Another math tray that I do not have pictured are number cards to guide them to make thes number with pattern blocks or with the geo-boards and rubber bands. Skills covered here are number i.d. and how to write the numbers as they record the numbers they created.

This post gives you an idea of how math works in our room.  We have a math area as shown here, but math is definitely not limited to that area!  Math happens all over our room! It happens in our Engineering and Maker's Space as they build magnificent things! It happens in our Building area as they build with our wooden unit blocks and loose parts!  It happens in our art area all the time!  Math is definitely not limited to one area!

The kids are now exploring leaves as they are falling from the trees right now on our playground! Stay tuned to see where that takes us!

Lines, Dots and So Much More!

Handwriting has never been easy to teach to kindergartners, but it is in the Common Core Standards that they learn how to print letters correctly.  Each year I have tried through the traditional ways of working on fine motor skills the first half and then formal handwriting sheets the second half of the year.  It never worked so this year I tried something new... An inquiry about lines!

I asked the kids what kind of lines they knew of. At first they drew straight lines, but then started to expand the types of lines they made!


We read some books and watched some videos on YouTube that showed us different lines and also gave them names.


I put out provocations for them to explore lines in many different ways and see what they noticed and what connections they made.  I put out invitations for them to use lines to make letters, shapes, designs, pictures and numbers:





They explored!





They are doing activities to build strong finger muscles to help with handwriting and explore lines at the same time! Our clay is quite hard and they have to work it to soften it up.  Plus, manipulating the pipe cleaners helps work those fine motor skills!




Through this simple inquiry, the kids are much more aware of the different types of lines and how to make them.  They are recognizing them in letters, shapes, numbers and pictures.  So far, I am seeing an improvement compared to previous years in their names as they try to form the letters the correct way.  More are pulling down vertical lines rather than pulling up when making letters but for some this is a hard habit to break! We will keep working on it in developmentally appropriate ways and we will see as the year goes on if this knowledge of lines will help them with the common core standard of writing letters correctly!

Here are some other things the kids have been doing in our room during this inquiry!

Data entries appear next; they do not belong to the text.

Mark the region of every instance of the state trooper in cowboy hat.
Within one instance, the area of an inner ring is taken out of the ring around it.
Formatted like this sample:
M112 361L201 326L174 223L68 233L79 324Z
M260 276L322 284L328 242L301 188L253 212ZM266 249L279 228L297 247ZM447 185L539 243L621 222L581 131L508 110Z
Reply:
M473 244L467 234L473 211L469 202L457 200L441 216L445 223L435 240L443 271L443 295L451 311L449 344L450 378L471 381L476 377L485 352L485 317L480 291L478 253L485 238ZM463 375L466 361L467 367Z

Dots! We celebrated International Dot Day and celebrated creativity!  Ken Robinson said that creativity is as important as literacy and I cannot stress enough how true that is! Employers want creative and critical thinkers so these skills need to be emphasized! Here are some pictures of some invitations to be creative and our final display of creativity!

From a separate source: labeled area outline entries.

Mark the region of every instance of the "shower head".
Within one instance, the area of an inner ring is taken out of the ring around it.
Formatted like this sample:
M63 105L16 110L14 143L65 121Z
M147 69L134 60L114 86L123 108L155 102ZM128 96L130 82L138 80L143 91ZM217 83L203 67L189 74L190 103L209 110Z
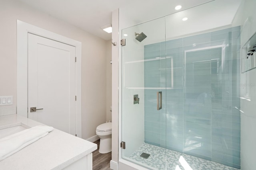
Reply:
M140 34L135 33L135 36L136 36L135 38L136 39L140 42L142 41L147 37L147 36L144 34L143 32Z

In Literacy, we have been focusing on letters and letter sounds.  They have been using their names and the names of their friends to help them to recognize letters and their sounds.  The invitations at the beginning of the year focused mostly on exploring letters and names.






Working lavender into this play-dough also made this a great sensory experience as they used it to explore letters and try to spell their name and friends names.


They have been working on the concepts of print as they learn letters and sounds through letter books. They have been practicing starting in the right place, pointing to the words and going in the right direction when they read. When they partner read, one is the reader, the other is the helper so they have to listen and watch closely, then they switch roles.



In math we have been exploring numbers counting objects and matching them to the number.



We also have been exploring measurement.




In math we are also exploring shapes and their properties.






In science, they have been working on looking closer, wondering and documenting what they notice.  I set out invitations for them to explore and practice these skills.